Fan Fair itself is almost like half-time for the year. Not quite six months gone by, but close enough that we can get a handle on how the year is going and how it will continue to be in music.

CD sales continue to be dismal, which is surprising no one. The Nielsen SoundScan numbers are not encouraging. Handleman, one of the big two music distribution firms, totally abandoned the CD distribution business a few days ago. If you’ve been in any of the big box stores lately, you have graphically seen for yourself how shelf space for racking CDs has greatly shrunk.
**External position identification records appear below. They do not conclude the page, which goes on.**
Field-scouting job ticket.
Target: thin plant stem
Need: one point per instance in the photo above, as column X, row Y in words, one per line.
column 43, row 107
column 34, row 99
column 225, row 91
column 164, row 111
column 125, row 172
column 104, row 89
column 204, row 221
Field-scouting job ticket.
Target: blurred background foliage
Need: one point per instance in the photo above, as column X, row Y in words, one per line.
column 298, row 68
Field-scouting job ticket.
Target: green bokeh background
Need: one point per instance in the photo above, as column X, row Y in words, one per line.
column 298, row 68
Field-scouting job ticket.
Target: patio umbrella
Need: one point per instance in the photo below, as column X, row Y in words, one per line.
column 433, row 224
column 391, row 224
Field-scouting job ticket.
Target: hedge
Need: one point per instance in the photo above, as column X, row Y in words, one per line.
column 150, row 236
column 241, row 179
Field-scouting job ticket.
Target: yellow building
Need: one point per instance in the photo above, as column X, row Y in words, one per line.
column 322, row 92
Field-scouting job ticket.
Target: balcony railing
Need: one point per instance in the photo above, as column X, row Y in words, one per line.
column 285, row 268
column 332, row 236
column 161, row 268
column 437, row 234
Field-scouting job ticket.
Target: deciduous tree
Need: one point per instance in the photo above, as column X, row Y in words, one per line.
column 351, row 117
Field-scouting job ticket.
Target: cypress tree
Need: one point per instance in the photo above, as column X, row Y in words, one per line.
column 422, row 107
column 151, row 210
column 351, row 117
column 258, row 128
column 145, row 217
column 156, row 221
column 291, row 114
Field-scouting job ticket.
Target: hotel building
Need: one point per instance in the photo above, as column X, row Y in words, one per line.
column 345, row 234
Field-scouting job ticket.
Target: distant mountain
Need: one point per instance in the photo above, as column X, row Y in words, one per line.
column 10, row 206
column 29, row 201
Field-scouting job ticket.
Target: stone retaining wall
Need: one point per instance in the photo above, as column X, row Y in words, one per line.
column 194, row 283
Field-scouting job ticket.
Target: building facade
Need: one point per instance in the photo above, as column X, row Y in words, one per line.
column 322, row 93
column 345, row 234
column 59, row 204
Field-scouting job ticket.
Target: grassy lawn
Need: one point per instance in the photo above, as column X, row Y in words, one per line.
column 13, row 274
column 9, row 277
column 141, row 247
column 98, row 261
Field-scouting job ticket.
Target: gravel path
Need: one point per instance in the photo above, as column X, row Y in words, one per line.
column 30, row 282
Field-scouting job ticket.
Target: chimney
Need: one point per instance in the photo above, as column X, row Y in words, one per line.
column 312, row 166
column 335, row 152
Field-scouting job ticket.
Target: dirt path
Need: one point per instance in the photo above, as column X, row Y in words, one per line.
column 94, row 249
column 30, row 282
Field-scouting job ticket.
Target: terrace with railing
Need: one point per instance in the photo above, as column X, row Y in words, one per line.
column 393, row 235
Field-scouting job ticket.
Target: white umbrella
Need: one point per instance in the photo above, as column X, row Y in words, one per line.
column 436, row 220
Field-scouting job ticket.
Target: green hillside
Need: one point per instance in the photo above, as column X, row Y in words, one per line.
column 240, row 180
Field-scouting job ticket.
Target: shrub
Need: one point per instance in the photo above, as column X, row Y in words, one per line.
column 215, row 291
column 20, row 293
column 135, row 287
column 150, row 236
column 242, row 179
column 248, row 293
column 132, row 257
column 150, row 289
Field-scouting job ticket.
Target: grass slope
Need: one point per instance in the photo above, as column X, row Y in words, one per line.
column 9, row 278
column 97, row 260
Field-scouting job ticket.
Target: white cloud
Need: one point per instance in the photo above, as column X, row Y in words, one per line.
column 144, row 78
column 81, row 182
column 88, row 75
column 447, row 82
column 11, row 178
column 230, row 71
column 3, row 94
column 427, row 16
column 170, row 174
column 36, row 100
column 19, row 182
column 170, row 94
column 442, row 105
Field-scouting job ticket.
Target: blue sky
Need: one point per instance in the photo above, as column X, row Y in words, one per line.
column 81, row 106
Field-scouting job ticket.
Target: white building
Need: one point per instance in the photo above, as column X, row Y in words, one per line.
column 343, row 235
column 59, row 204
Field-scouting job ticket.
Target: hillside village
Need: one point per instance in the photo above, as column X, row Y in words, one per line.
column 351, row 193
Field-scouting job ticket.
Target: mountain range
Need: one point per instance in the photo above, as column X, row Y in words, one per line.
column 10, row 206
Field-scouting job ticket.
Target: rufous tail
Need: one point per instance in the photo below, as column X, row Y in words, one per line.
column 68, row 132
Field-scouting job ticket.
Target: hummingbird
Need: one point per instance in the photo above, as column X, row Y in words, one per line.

Curb Records in Nashville had a downsizing just days ago, and there will undoubtedly be more of that at other record labels.

Digital downloading of music is growing for country, but it’s growing slowly. It’s interesting to see who in country is selling digital downloads in any meaningful amount. Taylor Swift, not surprisingly, is leading the pack. But others who are making digital inroads include Miranda Lambert, Carrie Underwood, Brad Paisley, Toby Keith, Julianne Hough, Kenny Chesney, James Otto, Sugarland, Rascal Flatts and Lady Antebellum. Artists who can cross genres but still retain some country identity. Some.

The music itself thus far this year has been good to middling. The big guns continue to dependably roll out what they do well. Some newer releases I find especially encouraging include Ashton Shepherd’s debut CD, James Otto’s second album, Jamey Johnson’s new recordings, Gary Allan’s latest, Emily West’s debut efforts and Lady Antebellum’s first works.

On the road, Kenny Chesney is holding country music’s flag high with the biggest tour of the year in any genre of music. He’s the only artist these days who can still fill stadiums. And he’s offering a huge bargain by keeping ticket prices relatively modest — for a stellar multi-artist lineup. Package shows such as this will undoubtedly be a huge part of touring’s future, given the realities of the new gas-gouging era.

With fuel prices heading for the stratosphere, touring is taking direct hits. For the artist, the cost of diesel fuel for all those buses and tractor trailer trucks is getting to be prohibitive. And for the concert-going public, high gas prices mean fewer long-distance drives to see a favorite performer. I know people who used to think nothing of driving 500 miles to see a favorite artist perform. Now, they’re not so sure about that. I myself once hitchhiked 300 miles to see a certain artist. But I’ll never tell.